Regional financial markets turning greener


Instability in the Arab world and the impact of the euro-zone debt crisis have taken their toll on global and regional markets this year, shaking investor confidence. An exodus of capital from the Middle East has contributed to the Dubai Financial Market General Index losing 15 per cent of its value so far this year. A total of 10 per cent has been shaved off the Abu Dhabi Stock Exchange General Index.

However, financial markets observers believe that the local stocks have bottomed out during the past two weeks.

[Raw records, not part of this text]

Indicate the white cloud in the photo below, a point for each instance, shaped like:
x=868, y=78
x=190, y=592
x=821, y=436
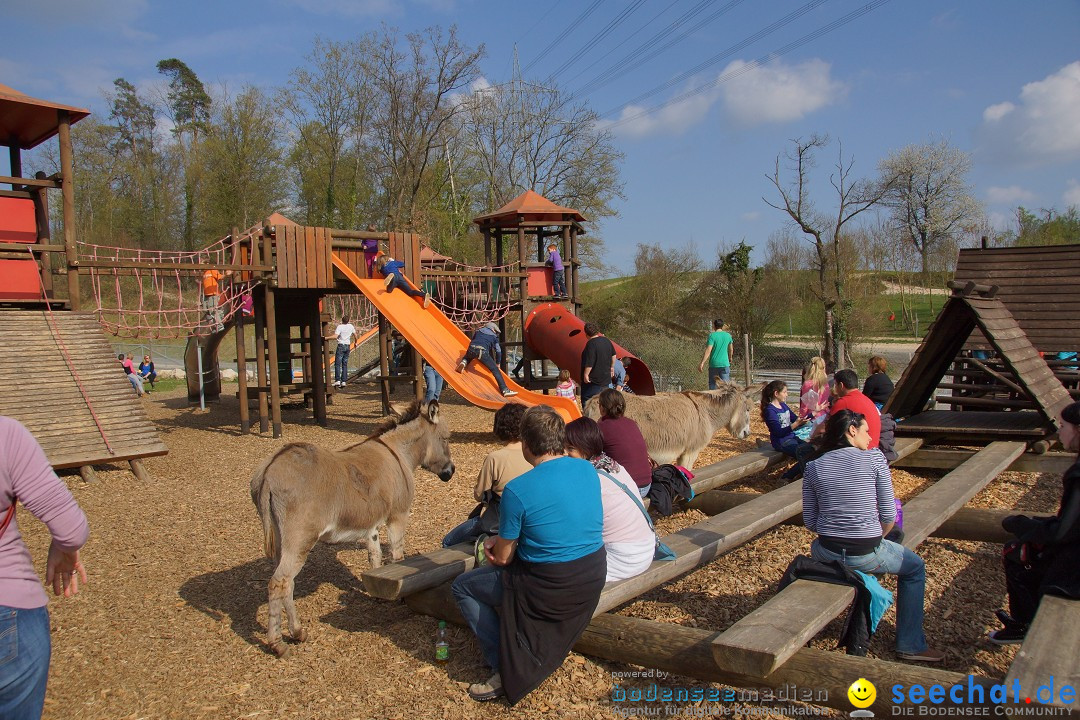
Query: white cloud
x=635, y=121
x=750, y=94
x=1011, y=195
x=1071, y=194
x=1042, y=126
x=996, y=112
x=778, y=92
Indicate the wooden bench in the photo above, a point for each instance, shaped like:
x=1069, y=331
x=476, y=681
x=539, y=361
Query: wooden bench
x=743, y=648
x=1050, y=651
x=431, y=569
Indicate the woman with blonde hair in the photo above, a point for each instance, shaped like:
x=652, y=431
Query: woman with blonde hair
x=813, y=395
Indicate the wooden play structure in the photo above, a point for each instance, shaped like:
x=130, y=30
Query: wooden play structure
x=767, y=648
x=57, y=374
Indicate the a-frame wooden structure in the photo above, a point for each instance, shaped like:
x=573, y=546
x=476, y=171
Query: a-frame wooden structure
x=1033, y=394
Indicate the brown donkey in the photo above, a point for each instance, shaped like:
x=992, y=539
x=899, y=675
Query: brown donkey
x=305, y=493
x=677, y=426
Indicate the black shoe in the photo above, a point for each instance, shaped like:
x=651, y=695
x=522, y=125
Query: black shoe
x=1010, y=635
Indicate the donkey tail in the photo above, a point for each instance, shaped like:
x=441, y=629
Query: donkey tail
x=260, y=496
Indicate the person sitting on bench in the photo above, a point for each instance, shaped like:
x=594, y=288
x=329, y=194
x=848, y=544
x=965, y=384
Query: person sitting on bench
x=848, y=501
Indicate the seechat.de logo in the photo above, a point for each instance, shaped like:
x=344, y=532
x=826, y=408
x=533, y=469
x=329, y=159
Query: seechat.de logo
x=862, y=693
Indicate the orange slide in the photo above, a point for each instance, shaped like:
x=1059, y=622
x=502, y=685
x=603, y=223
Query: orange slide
x=443, y=345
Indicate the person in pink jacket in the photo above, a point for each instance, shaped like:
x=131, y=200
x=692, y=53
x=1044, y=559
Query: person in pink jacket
x=25, y=643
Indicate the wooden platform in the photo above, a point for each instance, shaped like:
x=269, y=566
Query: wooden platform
x=38, y=389
x=973, y=424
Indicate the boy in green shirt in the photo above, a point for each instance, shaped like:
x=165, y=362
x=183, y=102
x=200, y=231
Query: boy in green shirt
x=718, y=354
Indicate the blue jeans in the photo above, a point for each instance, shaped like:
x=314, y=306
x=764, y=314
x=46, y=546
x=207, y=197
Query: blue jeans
x=478, y=595
x=721, y=372
x=558, y=282
x=910, y=571
x=476, y=352
x=468, y=531
x=341, y=363
x=399, y=284
x=24, y=662
x=432, y=383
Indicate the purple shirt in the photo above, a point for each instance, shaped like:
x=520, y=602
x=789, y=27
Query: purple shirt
x=26, y=475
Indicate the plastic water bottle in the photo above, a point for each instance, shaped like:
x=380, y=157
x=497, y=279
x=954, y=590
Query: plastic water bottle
x=442, y=647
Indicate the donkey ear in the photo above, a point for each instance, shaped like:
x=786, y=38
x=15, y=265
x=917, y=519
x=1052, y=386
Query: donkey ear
x=755, y=391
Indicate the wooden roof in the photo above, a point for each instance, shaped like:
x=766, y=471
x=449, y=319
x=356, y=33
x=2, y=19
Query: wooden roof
x=38, y=389
x=529, y=206
x=26, y=122
x=959, y=317
x=1038, y=285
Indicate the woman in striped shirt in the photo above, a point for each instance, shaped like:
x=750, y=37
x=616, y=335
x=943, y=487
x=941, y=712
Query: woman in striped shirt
x=848, y=501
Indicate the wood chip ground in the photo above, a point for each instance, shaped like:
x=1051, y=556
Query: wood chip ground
x=173, y=621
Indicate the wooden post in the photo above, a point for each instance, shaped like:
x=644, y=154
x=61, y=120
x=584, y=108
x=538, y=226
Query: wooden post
x=746, y=370
x=260, y=361
x=67, y=187
x=570, y=247
x=272, y=351
x=139, y=471
x=44, y=232
x=316, y=357
x=385, y=349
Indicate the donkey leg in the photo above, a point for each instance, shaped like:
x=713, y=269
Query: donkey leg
x=395, y=529
x=281, y=594
x=374, y=549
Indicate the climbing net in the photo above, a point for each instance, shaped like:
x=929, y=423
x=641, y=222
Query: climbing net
x=472, y=299
x=147, y=298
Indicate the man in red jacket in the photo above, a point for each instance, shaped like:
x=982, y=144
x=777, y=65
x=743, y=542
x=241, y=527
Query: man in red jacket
x=846, y=390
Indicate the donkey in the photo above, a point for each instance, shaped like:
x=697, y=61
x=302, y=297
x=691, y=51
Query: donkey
x=677, y=426
x=305, y=493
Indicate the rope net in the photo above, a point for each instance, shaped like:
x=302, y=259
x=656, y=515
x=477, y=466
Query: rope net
x=154, y=301
x=162, y=302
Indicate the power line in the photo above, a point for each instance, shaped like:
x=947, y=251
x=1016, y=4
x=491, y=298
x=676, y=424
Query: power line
x=562, y=36
x=724, y=54
x=605, y=31
x=758, y=63
x=632, y=35
x=635, y=57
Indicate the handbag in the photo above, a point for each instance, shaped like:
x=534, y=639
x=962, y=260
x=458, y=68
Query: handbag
x=661, y=551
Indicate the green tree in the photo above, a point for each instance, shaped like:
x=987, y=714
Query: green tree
x=190, y=110
x=245, y=171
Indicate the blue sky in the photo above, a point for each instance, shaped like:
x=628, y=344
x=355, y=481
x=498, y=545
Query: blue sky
x=997, y=78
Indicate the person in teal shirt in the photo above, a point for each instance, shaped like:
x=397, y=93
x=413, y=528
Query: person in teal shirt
x=718, y=354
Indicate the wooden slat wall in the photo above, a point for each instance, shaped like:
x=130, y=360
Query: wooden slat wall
x=1037, y=284
x=38, y=389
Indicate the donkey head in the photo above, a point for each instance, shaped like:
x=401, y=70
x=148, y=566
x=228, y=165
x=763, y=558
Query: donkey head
x=436, y=457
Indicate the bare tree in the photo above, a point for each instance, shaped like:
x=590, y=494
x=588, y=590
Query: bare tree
x=930, y=198
x=825, y=231
x=415, y=107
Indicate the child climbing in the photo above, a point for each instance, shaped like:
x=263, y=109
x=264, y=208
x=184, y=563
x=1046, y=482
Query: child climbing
x=392, y=270
x=485, y=348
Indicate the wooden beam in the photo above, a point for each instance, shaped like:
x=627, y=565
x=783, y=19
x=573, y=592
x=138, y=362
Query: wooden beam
x=1049, y=653
x=764, y=639
x=1055, y=463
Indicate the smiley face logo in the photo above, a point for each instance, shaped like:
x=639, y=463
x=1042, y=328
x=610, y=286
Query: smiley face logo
x=862, y=693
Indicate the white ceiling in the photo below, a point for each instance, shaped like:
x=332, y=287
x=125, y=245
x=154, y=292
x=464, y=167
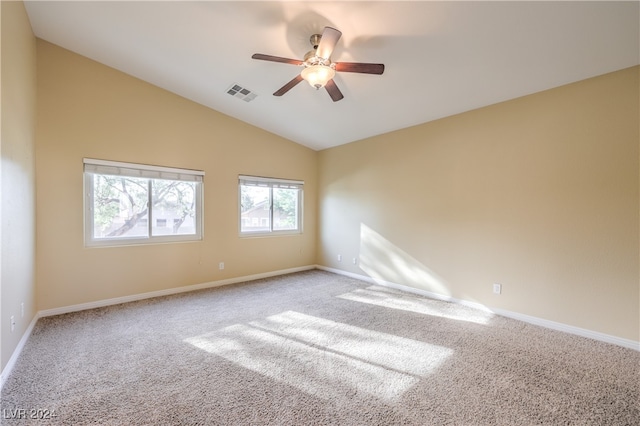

As politics are gaining more influence over market direction lately, news about positive developments around the world are driving global markets in the greener territories during the last few days, with risk-on sentiment visibly on the rise.

Optimism about a solution to the European debt crisis rose last Thursday after Mario Draghi, the president of the European Central Bank, made comments that were widely interpreted as opening the door to a European version of the already adopted by many countries quantitative easing — huge purchases of government bonds to stimulate bank lending and growth. Signs of a grand bargain to save the euro, along with a drop in U.S. unemployment last Friday, helped push up major stock indexes in Asia, Europe and the United States on Friday.

Led by banks and petrochemical companies, Saudi shares rose Saturday for the first in three days. The Saudi stock benchmark Tadawul All Share Index advanced 1.07 percent to close at 6,169.61 points, its highest level since Nov. 20.

Local investors’ optimism is rising also ahead of a decision this month by MSCI about a promotion of the UAE to “emerging” market status. Such move would open the country to a global market of US$3 trillion (Dh11.01tn) in funds benchmarked against MSCI’s indexes globally.